S'ils sont traités, les signes régressent en 8 à 12 jours. Environ 15% des intoxications conduisent au décès (hépatite fulminante) au cours de la deuxième semaine qui suit la consommation des champignons.
- L'orellanine (présente dans de nombreux cortinaires) cible pour sa part les reins. Un peu plus de 24 heures avec le repas de champignons débutent des nausées, des vomissements, des crampes et des douleurs musculaires et un affaiblissement général de l'organisme. Les reins sont atteints de une à trois semaines après l'apparition de ces premiers symptômes, entraînant une insuffisance rénale aigüe. Un cas sur deux évolue vers une insuffisance rénale chronique, rendant indispensable une transplantation de reins.

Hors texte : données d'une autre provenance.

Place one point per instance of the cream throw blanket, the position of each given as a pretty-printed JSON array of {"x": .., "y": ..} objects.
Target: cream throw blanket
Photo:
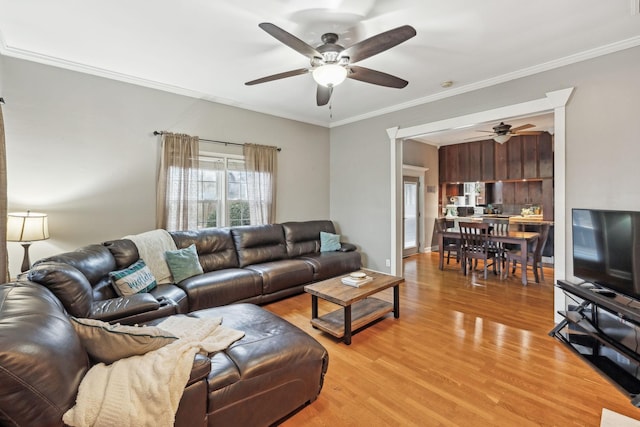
[
  {"x": 146, "y": 390},
  {"x": 151, "y": 246}
]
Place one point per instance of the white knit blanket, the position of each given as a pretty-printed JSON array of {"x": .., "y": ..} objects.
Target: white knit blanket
[
  {"x": 151, "y": 246},
  {"x": 146, "y": 390}
]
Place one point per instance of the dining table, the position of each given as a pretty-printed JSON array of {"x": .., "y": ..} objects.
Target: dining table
[{"x": 520, "y": 238}]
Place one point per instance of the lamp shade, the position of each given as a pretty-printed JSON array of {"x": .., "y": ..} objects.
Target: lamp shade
[
  {"x": 501, "y": 139},
  {"x": 330, "y": 74},
  {"x": 27, "y": 226}
]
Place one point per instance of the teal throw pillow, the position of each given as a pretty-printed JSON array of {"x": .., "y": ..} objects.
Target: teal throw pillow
[
  {"x": 329, "y": 242},
  {"x": 183, "y": 263},
  {"x": 134, "y": 279}
]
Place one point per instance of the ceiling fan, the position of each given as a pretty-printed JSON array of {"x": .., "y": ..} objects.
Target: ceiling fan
[
  {"x": 503, "y": 132},
  {"x": 331, "y": 63}
]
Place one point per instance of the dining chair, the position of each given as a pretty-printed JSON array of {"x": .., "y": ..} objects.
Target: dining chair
[
  {"x": 499, "y": 226},
  {"x": 534, "y": 258},
  {"x": 448, "y": 245},
  {"x": 475, "y": 244}
]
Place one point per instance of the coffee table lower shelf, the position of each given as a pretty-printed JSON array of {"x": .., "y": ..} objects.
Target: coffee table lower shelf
[{"x": 362, "y": 313}]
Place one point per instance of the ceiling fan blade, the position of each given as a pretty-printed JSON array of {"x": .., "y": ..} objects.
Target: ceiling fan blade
[
  {"x": 529, "y": 132},
  {"x": 368, "y": 75},
  {"x": 523, "y": 127},
  {"x": 290, "y": 40},
  {"x": 278, "y": 76},
  {"x": 323, "y": 95},
  {"x": 378, "y": 43}
]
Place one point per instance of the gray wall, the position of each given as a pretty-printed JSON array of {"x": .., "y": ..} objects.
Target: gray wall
[
  {"x": 81, "y": 149},
  {"x": 602, "y": 134}
]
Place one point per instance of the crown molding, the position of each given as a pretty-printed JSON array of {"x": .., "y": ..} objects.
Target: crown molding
[
  {"x": 546, "y": 66},
  {"x": 101, "y": 72}
]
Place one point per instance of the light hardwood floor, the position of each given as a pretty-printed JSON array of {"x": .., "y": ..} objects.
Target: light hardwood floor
[{"x": 464, "y": 352}]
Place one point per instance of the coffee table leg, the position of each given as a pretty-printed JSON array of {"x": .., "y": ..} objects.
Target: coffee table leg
[
  {"x": 314, "y": 307},
  {"x": 396, "y": 301},
  {"x": 347, "y": 325}
]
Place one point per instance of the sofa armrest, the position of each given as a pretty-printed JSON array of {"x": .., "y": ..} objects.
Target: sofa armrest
[
  {"x": 118, "y": 308},
  {"x": 200, "y": 369},
  {"x": 347, "y": 247}
]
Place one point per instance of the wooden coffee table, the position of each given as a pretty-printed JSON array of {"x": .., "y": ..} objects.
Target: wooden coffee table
[{"x": 359, "y": 307}]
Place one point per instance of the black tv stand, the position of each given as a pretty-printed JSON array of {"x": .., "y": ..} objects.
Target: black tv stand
[{"x": 593, "y": 330}]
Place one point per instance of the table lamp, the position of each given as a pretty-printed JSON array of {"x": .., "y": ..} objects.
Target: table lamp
[{"x": 27, "y": 227}]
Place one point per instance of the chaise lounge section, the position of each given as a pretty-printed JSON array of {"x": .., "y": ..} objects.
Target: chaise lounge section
[
  {"x": 251, "y": 264},
  {"x": 270, "y": 373}
]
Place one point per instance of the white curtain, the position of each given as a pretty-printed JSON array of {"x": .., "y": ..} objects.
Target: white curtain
[
  {"x": 177, "y": 192},
  {"x": 4, "y": 258},
  {"x": 261, "y": 164}
]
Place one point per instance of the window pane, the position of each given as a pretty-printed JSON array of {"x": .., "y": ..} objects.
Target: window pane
[
  {"x": 210, "y": 194},
  {"x": 238, "y": 206}
]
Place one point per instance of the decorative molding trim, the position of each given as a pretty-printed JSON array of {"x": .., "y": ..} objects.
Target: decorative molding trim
[
  {"x": 546, "y": 66},
  {"x": 414, "y": 170},
  {"x": 549, "y": 103}
]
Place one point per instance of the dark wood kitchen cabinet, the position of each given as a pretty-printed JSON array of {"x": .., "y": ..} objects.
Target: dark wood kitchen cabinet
[
  {"x": 500, "y": 161},
  {"x": 475, "y": 161},
  {"x": 514, "y": 158},
  {"x": 529, "y": 156},
  {"x": 522, "y": 157},
  {"x": 545, "y": 155},
  {"x": 528, "y": 193},
  {"x": 487, "y": 160}
]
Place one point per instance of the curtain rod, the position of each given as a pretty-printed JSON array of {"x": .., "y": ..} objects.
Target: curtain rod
[{"x": 155, "y": 132}]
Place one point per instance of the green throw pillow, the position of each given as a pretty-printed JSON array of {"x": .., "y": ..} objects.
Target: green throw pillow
[
  {"x": 133, "y": 279},
  {"x": 329, "y": 242},
  {"x": 183, "y": 263},
  {"x": 107, "y": 343}
]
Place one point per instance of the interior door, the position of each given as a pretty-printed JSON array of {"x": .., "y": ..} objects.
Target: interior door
[{"x": 410, "y": 215}]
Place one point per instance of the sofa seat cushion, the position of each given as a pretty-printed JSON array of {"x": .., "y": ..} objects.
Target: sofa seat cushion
[
  {"x": 172, "y": 293},
  {"x": 221, "y": 287},
  {"x": 283, "y": 274},
  {"x": 269, "y": 373},
  {"x": 330, "y": 264}
]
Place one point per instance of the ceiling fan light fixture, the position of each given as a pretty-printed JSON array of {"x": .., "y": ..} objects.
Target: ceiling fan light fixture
[
  {"x": 501, "y": 139},
  {"x": 330, "y": 75}
]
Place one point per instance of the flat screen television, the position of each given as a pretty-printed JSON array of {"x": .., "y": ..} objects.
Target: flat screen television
[{"x": 606, "y": 249}]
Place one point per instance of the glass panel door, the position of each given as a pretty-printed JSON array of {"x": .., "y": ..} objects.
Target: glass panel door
[{"x": 410, "y": 216}]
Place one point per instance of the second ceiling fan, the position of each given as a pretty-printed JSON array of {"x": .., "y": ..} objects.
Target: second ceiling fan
[
  {"x": 503, "y": 132},
  {"x": 331, "y": 63}
]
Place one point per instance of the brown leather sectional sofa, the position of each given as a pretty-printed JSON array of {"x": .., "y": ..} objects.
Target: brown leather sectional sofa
[
  {"x": 272, "y": 371},
  {"x": 275, "y": 369},
  {"x": 253, "y": 264}
]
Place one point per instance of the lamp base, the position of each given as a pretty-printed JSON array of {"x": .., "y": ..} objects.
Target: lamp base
[{"x": 26, "y": 263}]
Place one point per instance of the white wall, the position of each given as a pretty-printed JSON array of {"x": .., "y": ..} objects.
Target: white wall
[
  {"x": 602, "y": 139},
  {"x": 418, "y": 154},
  {"x": 81, "y": 149}
]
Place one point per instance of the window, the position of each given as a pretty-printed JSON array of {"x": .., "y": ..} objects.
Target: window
[{"x": 222, "y": 191}]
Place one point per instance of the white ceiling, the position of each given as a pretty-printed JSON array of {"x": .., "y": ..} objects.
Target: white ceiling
[
  {"x": 480, "y": 131},
  {"x": 208, "y": 49}
]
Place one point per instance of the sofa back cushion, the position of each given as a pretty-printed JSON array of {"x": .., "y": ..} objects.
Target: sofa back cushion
[
  {"x": 304, "y": 237},
  {"x": 124, "y": 251},
  {"x": 214, "y": 246},
  {"x": 41, "y": 358},
  {"x": 256, "y": 244}
]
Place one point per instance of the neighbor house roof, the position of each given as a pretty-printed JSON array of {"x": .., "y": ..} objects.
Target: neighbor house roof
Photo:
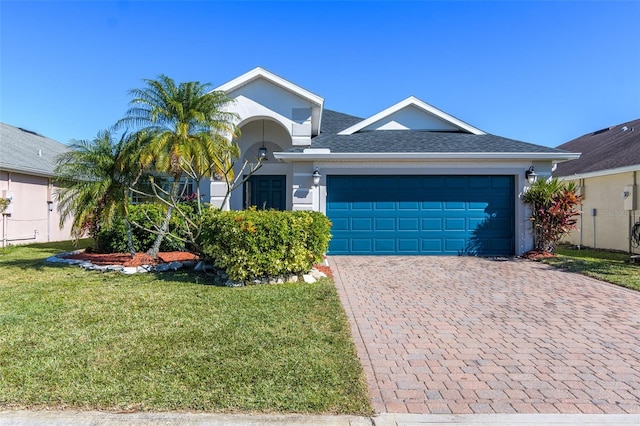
[
  {"x": 614, "y": 147},
  {"x": 27, "y": 152}
]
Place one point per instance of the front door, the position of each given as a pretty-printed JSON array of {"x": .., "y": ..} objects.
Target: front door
[{"x": 266, "y": 192}]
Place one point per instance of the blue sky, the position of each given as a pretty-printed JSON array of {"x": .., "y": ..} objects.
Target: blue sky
[{"x": 541, "y": 72}]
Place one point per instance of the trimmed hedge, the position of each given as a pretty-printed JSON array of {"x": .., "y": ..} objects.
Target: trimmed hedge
[
  {"x": 252, "y": 244},
  {"x": 114, "y": 238}
]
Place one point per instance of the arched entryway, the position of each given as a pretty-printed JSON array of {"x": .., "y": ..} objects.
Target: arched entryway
[{"x": 267, "y": 187}]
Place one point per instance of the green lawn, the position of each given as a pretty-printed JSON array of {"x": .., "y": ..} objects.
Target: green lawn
[
  {"x": 613, "y": 267},
  {"x": 91, "y": 340}
]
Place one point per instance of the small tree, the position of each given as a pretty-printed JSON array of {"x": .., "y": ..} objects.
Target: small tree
[
  {"x": 553, "y": 211},
  {"x": 188, "y": 131},
  {"x": 93, "y": 181}
]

- La gyromitrine - produite par les champignons du genre Gyromitre - cible foie, reins et sang (globules rouges). Les gyromitres (également nommées "fausses morilles") ont longtemps été consommés en France, et vendus sur les étals des marchés. La gyromitrine est en effet détruite à 99% par la cuisson ou un séchage au soleil. Une ingestion répétée de gyromitres cuits ou séchés, ou de champignons crus entraîne, 8 à 12 heures après le repas, des troubles digestifs (vomissements, douleurs abdominales) qui peuvent être les symptômes avant coureurs des évolutions suivantes : hépatite (36 à 48 heures après le repas), insuffisance rénale, destruction des globules rouges, troubles neurologiques (confusion, délire, tremblements). La toxicité des gyromitres n'est démontrée que depuis 1984, et sont donc présentés comme comestibles dans les anciens ouvrages mycologiques. Certains pays européens autorisent encore la commercialisation de ce champignon.

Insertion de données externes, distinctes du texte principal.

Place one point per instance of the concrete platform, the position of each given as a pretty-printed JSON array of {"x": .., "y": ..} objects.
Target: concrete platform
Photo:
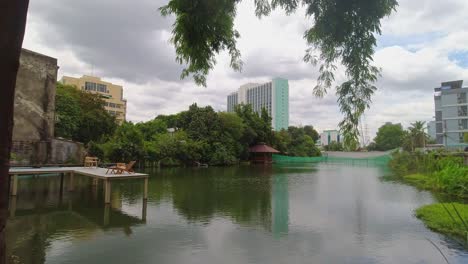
[{"x": 95, "y": 173}]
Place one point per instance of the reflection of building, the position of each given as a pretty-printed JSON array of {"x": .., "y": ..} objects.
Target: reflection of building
[
  {"x": 451, "y": 112},
  {"x": 280, "y": 205},
  {"x": 112, "y": 94},
  {"x": 273, "y": 96},
  {"x": 329, "y": 136},
  {"x": 41, "y": 213}
]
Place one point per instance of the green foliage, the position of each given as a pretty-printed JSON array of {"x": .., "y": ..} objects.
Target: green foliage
[
  {"x": 297, "y": 141},
  {"x": 415, "y": 137},
  {"x": 126, "y": 144},
  {"x": 343, "y": 32},
  {"x": 201, "y": 136},
  {"x": 81, "y": 116},
  {"x": 334, "y": 146},
  {"x": 446, "y": 218},
  {"x": 389, "y": 136},
  {"x": 434, "y": 171},
  {"x": 95, "y": 150}
]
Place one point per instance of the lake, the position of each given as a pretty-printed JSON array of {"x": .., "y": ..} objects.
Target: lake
[{"x": 295, "y": 213}]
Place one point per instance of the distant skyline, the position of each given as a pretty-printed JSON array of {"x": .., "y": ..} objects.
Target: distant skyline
[{"x": 127, "y": 42}]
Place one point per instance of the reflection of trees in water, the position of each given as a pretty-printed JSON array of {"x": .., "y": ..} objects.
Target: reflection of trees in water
[
  {"x": 41, "y": 214},
  {"x": 240, "y": 193}
]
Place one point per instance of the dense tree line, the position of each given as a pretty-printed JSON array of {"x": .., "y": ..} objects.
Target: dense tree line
[
  {"x": 81, "y": 116},
  {"x": 391, "y": 136},
  {"x": 198, "y": 134},
  {"x": 202, "y": 135}
]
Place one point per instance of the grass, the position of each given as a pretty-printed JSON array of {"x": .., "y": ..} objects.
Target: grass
[
  {"x": 419, "y": 180},
  {"x": 446, "y": 218}
]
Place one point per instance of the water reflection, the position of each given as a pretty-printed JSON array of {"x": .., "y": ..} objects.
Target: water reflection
[{"x": 283, "y": 214}]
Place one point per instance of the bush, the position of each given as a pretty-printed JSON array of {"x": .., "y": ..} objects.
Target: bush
[
  {"x": 334, "y": 146},
  {"x": 95, "y": 150},
  {"x": 435, "y": 171},
  {"x": 445, "y": 218}
]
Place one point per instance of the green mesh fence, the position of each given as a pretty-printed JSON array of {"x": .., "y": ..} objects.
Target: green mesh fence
[{"x": 380, "y": 160}]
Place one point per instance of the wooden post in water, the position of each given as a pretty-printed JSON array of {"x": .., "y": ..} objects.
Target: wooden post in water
[
  {"x": 12, "y": 207},
  {"x": 14, "y": 187},
  {"x": 71, "y": 183},
  {"x": 145, "y": 189},
  {"x": 106, "y": 214},
  {"x": 107, "y": 191},
  {"x": 143, "y": 213}
]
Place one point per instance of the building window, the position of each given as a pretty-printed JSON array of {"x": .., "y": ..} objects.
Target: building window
[
  {"x": 461, "y": 98},
  {"x": 438, "y": 115},
  {"x": 89, "y": 86},
  {"x": 463, "y": 110},
  {"x": 463, "y": 123}
]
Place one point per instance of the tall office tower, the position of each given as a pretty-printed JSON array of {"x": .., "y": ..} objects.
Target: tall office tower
[{"x": 273, "y": 96}]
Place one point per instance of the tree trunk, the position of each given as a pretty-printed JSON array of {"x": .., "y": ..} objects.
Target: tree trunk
[{"x": 12, "y": 25}]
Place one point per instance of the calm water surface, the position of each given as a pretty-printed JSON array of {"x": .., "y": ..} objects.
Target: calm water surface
[{"x": 320, "y": 213}]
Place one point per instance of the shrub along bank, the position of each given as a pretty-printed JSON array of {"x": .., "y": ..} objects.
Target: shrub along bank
[
  {"x": 435, "y": 171},
  {"x": 446, "y": 218},
  {"x": 442, "y": 173}
]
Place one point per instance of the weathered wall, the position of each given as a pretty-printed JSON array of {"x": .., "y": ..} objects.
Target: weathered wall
[
  {"x": 34, "y": 107},
  {"x": 66, "y": 151},
  {"x": 35, "y": 97}
]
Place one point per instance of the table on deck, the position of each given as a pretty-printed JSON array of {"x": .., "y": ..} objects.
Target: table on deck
[{"x": 95, "y": 173}]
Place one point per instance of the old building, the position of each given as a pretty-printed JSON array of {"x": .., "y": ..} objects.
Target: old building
[{"x": 33, "y": 130}]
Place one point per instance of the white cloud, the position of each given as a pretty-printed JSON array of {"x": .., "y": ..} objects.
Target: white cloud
[{"x": 414, "y": 55}]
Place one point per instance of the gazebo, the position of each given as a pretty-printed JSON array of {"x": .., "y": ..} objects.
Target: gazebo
[{"x": 262, "y": 153}]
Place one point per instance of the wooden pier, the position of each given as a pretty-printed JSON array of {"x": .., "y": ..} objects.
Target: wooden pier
[{"x": 95, "y": 173}]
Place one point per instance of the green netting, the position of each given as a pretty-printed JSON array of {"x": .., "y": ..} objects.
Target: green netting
[{"x": 369, "y": 160}]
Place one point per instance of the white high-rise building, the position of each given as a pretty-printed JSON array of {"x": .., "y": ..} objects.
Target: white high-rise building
[{"x": 273, "y": 96}]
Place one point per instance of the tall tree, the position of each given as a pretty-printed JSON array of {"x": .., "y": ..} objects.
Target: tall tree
[
  {"x": 81, "y": 116},
  {"x": 389, "y": 136},
  {"x": 12, "y": 25},
  {"x": 343, "y": 33}
]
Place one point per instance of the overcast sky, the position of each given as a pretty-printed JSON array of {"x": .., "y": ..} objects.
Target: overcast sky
[{"x": 126, "y": 42}]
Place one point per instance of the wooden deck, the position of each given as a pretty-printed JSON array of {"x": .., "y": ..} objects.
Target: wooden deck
[{"x": 95, "y": 173}]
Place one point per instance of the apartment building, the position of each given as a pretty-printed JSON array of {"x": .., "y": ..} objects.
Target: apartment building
[{"x": 112, "y": 94}]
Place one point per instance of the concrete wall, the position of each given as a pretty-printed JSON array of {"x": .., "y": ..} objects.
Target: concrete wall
[
  {"x": 35, "y": 97},
  {"x": 66, "y": 151},
  {"x": 34, "y": 107}
]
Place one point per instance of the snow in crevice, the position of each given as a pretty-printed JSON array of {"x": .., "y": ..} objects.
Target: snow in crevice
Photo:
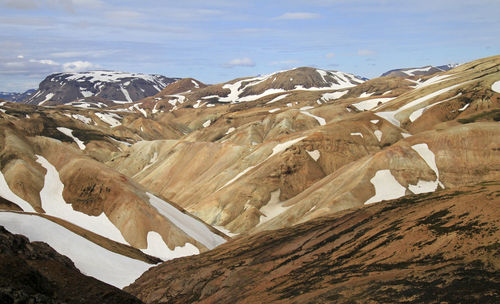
[
  {"x": 186, "y": 223},
  {"x": 54, "y": 204},
  {"x": 371, "y": 104},
  {"x": 334, "y": 95},
  {"x": 158, "y": 248},
  {"x": 428, "y": 156},
  {"x": 90, "y": 258},
  {"x": 495, "y": 87},
  {"x": 315, "y": 154},
  {"x": 386, "y": 187},
  {"x": 391, "y": 115},
  {"x": 277, "y": 98},
  {"x": 7, "y": 194},
  {"x": 111, "y": 119},
  {"x": 276, "y": 150},
  {"x": 69, "y": 132},
  {"x": 416, "y": 114},
  {"x": 320, "y": 120},
  {"x": 273, "y": 208}
]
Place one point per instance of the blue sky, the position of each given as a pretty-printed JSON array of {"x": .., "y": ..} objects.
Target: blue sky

Attention : certaines intoxications sévères entrainent l'apparition des symptômes digestifs seulement deux heures après ingestion ! - Une toxine encore non identifiée, présente dans l'amanite à volve rousse, est à l'origine de troubles digestifs importants (de 2 à 48 heures après consommation) et, surtout, d'une insuffisance rénale aigüe (après 24 heures), celle-ci pouvant durer trois jours. L'évolution est heureusement favorable en trois semaines dans une majorité de cas.

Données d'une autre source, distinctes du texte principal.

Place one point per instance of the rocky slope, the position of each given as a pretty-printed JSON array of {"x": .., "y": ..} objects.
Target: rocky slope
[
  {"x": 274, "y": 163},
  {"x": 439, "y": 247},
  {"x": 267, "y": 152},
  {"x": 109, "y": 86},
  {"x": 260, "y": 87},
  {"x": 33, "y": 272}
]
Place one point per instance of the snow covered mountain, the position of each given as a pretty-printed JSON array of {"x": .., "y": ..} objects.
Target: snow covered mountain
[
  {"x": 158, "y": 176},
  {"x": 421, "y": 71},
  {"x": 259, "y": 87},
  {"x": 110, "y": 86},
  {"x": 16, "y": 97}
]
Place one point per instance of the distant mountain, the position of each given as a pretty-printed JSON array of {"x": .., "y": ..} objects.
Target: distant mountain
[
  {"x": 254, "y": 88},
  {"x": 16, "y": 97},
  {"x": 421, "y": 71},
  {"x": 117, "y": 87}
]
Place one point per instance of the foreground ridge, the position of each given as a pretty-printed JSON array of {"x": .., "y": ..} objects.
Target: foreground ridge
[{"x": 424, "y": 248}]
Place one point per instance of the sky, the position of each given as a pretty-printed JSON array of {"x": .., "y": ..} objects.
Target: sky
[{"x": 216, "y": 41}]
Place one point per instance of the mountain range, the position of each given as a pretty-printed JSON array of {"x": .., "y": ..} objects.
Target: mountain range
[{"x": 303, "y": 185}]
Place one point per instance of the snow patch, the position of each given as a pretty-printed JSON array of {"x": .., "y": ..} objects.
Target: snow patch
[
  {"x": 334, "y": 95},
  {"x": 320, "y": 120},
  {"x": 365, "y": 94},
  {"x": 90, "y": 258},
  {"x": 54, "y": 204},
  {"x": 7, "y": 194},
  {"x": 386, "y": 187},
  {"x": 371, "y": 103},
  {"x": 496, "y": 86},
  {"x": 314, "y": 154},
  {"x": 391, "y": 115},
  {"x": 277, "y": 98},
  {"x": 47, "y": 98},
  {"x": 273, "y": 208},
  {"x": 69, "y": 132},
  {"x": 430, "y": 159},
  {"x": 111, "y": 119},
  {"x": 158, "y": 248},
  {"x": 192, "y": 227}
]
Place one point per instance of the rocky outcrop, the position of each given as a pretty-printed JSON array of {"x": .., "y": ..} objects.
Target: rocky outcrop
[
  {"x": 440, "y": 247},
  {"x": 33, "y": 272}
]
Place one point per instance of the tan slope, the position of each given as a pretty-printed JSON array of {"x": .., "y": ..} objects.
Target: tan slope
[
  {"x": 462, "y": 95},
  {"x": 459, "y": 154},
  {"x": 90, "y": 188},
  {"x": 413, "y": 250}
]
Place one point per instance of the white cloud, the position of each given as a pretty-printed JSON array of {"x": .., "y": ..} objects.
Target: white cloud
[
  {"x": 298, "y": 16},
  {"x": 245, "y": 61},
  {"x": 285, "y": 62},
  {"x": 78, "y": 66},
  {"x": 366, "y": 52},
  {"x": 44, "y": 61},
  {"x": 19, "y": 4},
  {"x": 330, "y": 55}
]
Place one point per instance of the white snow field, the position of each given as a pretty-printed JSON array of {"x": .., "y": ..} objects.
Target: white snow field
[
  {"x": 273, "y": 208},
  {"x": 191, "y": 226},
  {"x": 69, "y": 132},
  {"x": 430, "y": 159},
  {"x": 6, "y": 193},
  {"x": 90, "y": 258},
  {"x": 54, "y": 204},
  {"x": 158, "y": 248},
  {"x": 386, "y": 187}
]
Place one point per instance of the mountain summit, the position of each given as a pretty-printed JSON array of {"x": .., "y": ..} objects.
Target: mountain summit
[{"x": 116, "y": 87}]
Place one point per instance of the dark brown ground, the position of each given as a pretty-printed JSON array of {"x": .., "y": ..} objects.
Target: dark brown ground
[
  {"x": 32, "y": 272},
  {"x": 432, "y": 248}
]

- La consommation durant plus de trois repas consécutifs de trichlome équestre (également appelé trichlome des chevaliers), champignon comestible poussant dans les Landes, peut entraîner, de 1 à 6 jours après le dernier repas, l'apparition de douleurs musculaires et de nausées. Ces signes traduisent le début d'une rhabdomyolyse, c'est-à-dire d'une destruction massive des cellules musculaires. Lorsque les muscles respiratoires ou cardiaques sont atteint, le décès est inévitable.